Currently there are 18 sight holders that are members of Botswana Diamond Manufacturers Association (BDMA). This number includes M.Suresh diamond cutting and polishing company that was opened last year. The 2,000 square metre state-of-the-art facility currently exports to various countries across the world.
When officiating at the launch of the company recently, the Diamond Trading De Beers executive vice president, Paul Rowley applauded Goyal for his bravery of setting up at a time when the mining industry in the country is not doing well.
“We see beneficiation as an important pillar of sustainability across the industry and experience has shown us that it works successfully when there are collaborations amongst key partners,” he said.
Rowley said that beneficiation is an important pillar of sustainability across the industry, adding that the facility attests to successfully run diamond business and is also a testament of what can be achieved in the industry.

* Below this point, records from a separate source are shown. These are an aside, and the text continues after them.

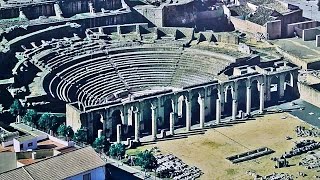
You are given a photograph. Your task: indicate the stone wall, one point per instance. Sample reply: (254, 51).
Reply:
(247, 26)
(301, 25)
(309, 94)
(273, 29)
(298, 32)
(184, 15)
(289, 18)
(152, 15)
(69, 8)
(310, 34)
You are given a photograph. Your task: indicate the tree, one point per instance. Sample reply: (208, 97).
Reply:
(146, 160)
(16, 108)
(80, 135)
(117, 150)
(54, 123)
(44, 121)
(62, 130)
(30, 117)
(101, 144)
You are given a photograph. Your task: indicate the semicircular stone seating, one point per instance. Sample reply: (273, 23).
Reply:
(89, 71)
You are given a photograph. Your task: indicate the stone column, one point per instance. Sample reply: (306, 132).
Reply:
(154, 122)
(119, 133)
(261, 98)
(248, 100)
(234, 109)
(218, 111)
(130, 114)
(188, 114)
(202, 111)
(171, 129)
(281, 86)
(100, 133)
(136, 126)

In an interview with Monitor Business, Goyal said that despite the industry having suffered setbacks, there are opportunities that they can leverage on to ensure maximum benefit
Amongst the diamond manufacturing companies that retrenched two years ago are Moti Ganz (100), Leo Schachter (100), Eurostar (100), Shrenuj (90) Safdico (30), Diacore (50), Zebra (50), Dalumni, Tiffany’s (50) while Teemane (400) and DMB closed shop.
The massive retrenchments in the domestic diamond cutting and polishing industry were unabated as companies reeled from the effects of high rough prices and lack of liquidity. At its peak, the industry employed about 3,700 workers.
This situation was worse due to depressed polishing prices set against high rough prices, with the local industry’s situation, exacerbated by the comparatively higher labour costs.